Pedro Rivas wants to find answers by getting involved
As a resident of Sugar Grove for the past 16 years and a parent of two sons in elementary and middle school, Pedro Rivas has had the opportunity to ask questions about the district. Now, instead of sitting on the sidelines thinking about it, he has decided to run for the School Board, he said.
“I believe that parents should be involved at all levels, especially the board of education,” Rivas said. “Like many Kaneland residents, I have wondered ‘why?’ throughout the years. Rather than continuing to ponder, I’ve decided to get involved.”
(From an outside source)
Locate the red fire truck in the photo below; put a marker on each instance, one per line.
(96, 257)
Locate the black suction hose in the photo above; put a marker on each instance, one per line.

Some of the questions Rivas is asking are why the district is in a financial crisis, why registration fees are so high, why some grades are blocked and others are not and why district test scores are not higher.
“These are just some of the many questions that I have had and have heard from those around me,” Rivas said.
The school system is not the only place Rivas has become involved. He was a basketball and baseball coach for the Sugar Grove Park District for five years. He has also volunteered with Junior Achievement, Special Olympics, Habitat for Humanity and the Boy Scouts.
Currently, he works in the equities capital industry as a quality assurance analyst engineer. He has a bachelor’s degree in computer information systems and a license in real estate.
Teachers mean a lot to Rivas because some good ones were there to support him when he came to the United States as a child and spoke no English, he said.
“I spoke no English and there were no ESL programs in my school. I owe so much to the caring teachers who spent time, much of it personal, teaching a scared and confused 7-year-old a language that was foreign to him,” Rivas said. “I respect teachers greatly and the energy and effort it takes to do their job.”
Rivas wants to represent the interests of parents with school-age children and wants to preserve the best interests of students in the school system. He said he will bring that perspective to the board.
“It’s time for a change, for a fresh look and a fresh opinion. I look forward to and am excited about the challenge. I hope to be a fresh face on the Kaneland Board of Education,” Rivas said.